At this point the only one on my horizon would be the XBRL parser (#4407), although I don't think that one will have issues with string data.
It also is not all about "new" parsers but maintaining and improving old parsers. This does contract jtratner's previous points about keeping the APIs simple. Admittedly there might be a valid performance reason here to do so.
@cancan101
a lot of times people want different API's for things but the implementation can be a single one (with say options) to support these API's
the parsers are the reverse
there is bascially a single API, with different implementations (e.g. most use read_csv machinery, but excel puts a layer on top, and HTML is completely different, as is the stata and JSON implementations for that matter)
Here the number of rows is small (<100), so for me, I can definitely go the "read as string and then apply more complicated parsing logic" without worrying about performance.
@jreback Another new parser would be the PDF parser #4556
Did a decision get reached on this?
I think it would be nice to add a decimal
option to pandas.to_numeric
following onto this.
should to_numeric support cases like thousand seperator? Or that is better handled outside to_numeric.
The issue I am having is sometimes the data comes in as "1,200" instead of "1200" or 1200.
So when I call to_numeric
When I would want "1,200" to be coverted to 1200 when I call to_numeric.
take
I see that to_numeric() uses precise_xstrtod() from tokenizer.c to do the string to numeric conversion, this function already has functionality to handle different characters for decimal and thousands, but the normal separators are hardcoded in pd_parser.c where the call to precise_xstrtod() occurs.

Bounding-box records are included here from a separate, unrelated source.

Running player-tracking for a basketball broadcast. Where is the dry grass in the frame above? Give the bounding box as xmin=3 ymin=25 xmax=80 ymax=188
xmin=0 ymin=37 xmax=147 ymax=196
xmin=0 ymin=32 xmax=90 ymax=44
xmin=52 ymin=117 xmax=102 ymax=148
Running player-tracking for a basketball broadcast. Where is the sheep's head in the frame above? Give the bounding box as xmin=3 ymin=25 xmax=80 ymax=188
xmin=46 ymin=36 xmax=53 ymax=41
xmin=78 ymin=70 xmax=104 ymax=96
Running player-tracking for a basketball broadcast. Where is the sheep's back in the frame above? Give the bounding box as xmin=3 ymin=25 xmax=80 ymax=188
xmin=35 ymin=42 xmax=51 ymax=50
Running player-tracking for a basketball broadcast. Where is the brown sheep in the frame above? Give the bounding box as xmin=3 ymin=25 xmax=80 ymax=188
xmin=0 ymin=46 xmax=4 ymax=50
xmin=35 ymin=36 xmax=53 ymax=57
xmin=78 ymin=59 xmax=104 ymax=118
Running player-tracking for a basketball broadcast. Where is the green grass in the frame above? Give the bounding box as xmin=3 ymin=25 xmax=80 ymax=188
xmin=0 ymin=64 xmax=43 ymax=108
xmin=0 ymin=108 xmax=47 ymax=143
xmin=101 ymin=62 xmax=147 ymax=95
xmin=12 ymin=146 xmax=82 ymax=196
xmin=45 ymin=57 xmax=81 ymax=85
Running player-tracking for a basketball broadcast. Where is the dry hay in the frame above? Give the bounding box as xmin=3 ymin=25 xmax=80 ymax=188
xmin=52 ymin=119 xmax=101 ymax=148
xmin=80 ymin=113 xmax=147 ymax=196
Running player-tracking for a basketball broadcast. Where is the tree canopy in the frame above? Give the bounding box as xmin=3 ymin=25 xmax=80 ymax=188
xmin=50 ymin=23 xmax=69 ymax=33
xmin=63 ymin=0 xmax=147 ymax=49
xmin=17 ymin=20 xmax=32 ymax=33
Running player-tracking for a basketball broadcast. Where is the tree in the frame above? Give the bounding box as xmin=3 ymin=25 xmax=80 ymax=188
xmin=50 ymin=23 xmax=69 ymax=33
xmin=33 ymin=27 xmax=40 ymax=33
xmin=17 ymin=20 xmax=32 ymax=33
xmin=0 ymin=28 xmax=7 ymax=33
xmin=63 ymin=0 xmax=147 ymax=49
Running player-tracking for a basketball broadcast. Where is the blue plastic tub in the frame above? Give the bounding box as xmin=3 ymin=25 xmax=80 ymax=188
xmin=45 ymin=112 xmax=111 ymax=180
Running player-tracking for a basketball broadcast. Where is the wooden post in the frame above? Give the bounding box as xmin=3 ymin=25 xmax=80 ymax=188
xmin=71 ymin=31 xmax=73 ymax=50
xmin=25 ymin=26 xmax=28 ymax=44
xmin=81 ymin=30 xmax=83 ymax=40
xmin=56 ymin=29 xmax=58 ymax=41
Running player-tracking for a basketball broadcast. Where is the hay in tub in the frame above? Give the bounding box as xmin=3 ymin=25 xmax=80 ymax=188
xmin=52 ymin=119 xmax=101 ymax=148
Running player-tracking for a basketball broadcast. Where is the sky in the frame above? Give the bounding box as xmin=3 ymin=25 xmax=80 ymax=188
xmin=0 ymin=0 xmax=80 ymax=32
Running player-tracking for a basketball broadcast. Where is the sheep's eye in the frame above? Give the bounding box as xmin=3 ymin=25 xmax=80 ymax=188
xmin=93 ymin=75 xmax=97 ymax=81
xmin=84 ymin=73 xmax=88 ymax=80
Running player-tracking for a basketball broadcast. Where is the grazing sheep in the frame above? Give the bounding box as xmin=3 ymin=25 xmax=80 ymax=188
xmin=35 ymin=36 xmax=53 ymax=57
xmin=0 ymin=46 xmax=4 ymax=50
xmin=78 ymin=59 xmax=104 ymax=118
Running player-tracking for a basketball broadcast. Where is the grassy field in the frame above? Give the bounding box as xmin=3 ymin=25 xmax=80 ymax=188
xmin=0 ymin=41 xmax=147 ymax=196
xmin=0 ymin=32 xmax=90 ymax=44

I could add parameters to to_numeric() for decimal and thousand separators like read_csv() has, and then pass these down to the underlying converter?
Create a class / method for number parsing. This would be a generalization of the code that remove the thousands separators from numbers (see: https://github.com/cancan101/pandas/blob/1703ef44cd6b98e17c785c9120e29bbeefdefd1c/pandas/io/parsers.py#L1502).
Other items include:
I can submit PR for this. Do people have other suggestions for this?